I don't see why the two cases are any different.  In all cases, all 
guests have to be migrated simultaneously, or we have to support 
distributed shared memory (likely at the kernel level).  Who owns the 
memory makes no difference.

There is a two non-transparent variants:
- forcibly disconnect the migrating guest, and migrate it later
   - puts all the burden on the guest application
- ask the guest to detach from the memory device
   - host is at the mercy of the guest

Since the consumers of shared memory are academia, they'll probably 
implement DSM.

>
>>>    But since we're sharing host memory, the
>>> applications in the guests can race to determine the master by
>>> grabbing a lock at offset 0 or by using lowest VM ID.
>>>
>>> Looking at it another way, it is the applications using shared memory
>>> that may or may not need a master, the Qemu processes don't need the
>>> concept of a master since the memory belongs to the host.
>>
>> Exactly.  Furthermore, even in a master/slave relationship, there 
>> will be different masters for different sub-areas, it would be a pity 
>> to expose all this in the hardware abstraction.  This way we have an 
>> external device, and PCI HBAs which connect to it - just like a 
>> multi-tailed SCSI disk.
>
> To support transparent live migration, it's necessary to do two things:
>
> 1) Preserve the memory contents of the PCI BAR after disconnected from 
> a shared memory segment
> 2) Synchronize any changes made to the PCI BAR with the shared memory 
> segment upon reconnect/initial connection.
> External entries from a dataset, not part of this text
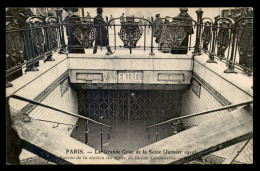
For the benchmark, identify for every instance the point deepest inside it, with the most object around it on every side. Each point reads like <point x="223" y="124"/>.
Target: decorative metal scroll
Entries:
<point x="14" y="45"/>
<point x="172" y="36"/>
<point x="206" y="35"/>
<point x="223" y="38"/>
<point x="37" y="32"/>
<point x="52" y="32"/>
<point x="130" y="33"/>
<point x="85" y="33"/>
<point x="245" y="44"/>
<point x="136" y="104"/>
Disconnect/reconnect mean it's no longer transparent.

>
> N.B. savevm/loadvm both constitute disconnect and reconnect events 
> respectively.
>
> Supporting (1) is easy since we just need to memcpy() the contents of 
> the shared memory segment to a temporary RAM area upon disconnect.
>
> Supporting (2) is easy when the shared memory segment is viewed as 
> owned by the guest since it has the definitive copy of the data.  
> IMHO, this is what role=master means. 

There is no 'the guest', if the memory is to be shared there will be 
multiple guests (or multiple entities).

> However, if we want to support a model where the guest does not have a 
> definitive copy of the data, upon reconnect, we need to throw away the 
> guest's changes and make the shared memory segment appear to 
> simultaneously update to the guest.  This is what role=peer means.
>
> For role=peer, it's necessary to signal to the guest when it's not 
> connected.  This means prior to savevm it's necessary to indicate to 
> the guest that it's been disconnected.
>
> I think it's important that we build this mechanism in from the start 
> because as I've stated in the past, I don't think role=peer is going 
> to be the dominant use-case.  I actually don't think that shared 
> memory between guests is all that interesting compared to shared 
> memory to an external process on the host.

I'd like to avoid making the distinction.  Why limit at the outset?

-- 
Do not meddle in the internals of kernels, for they are subtle and quick to panic.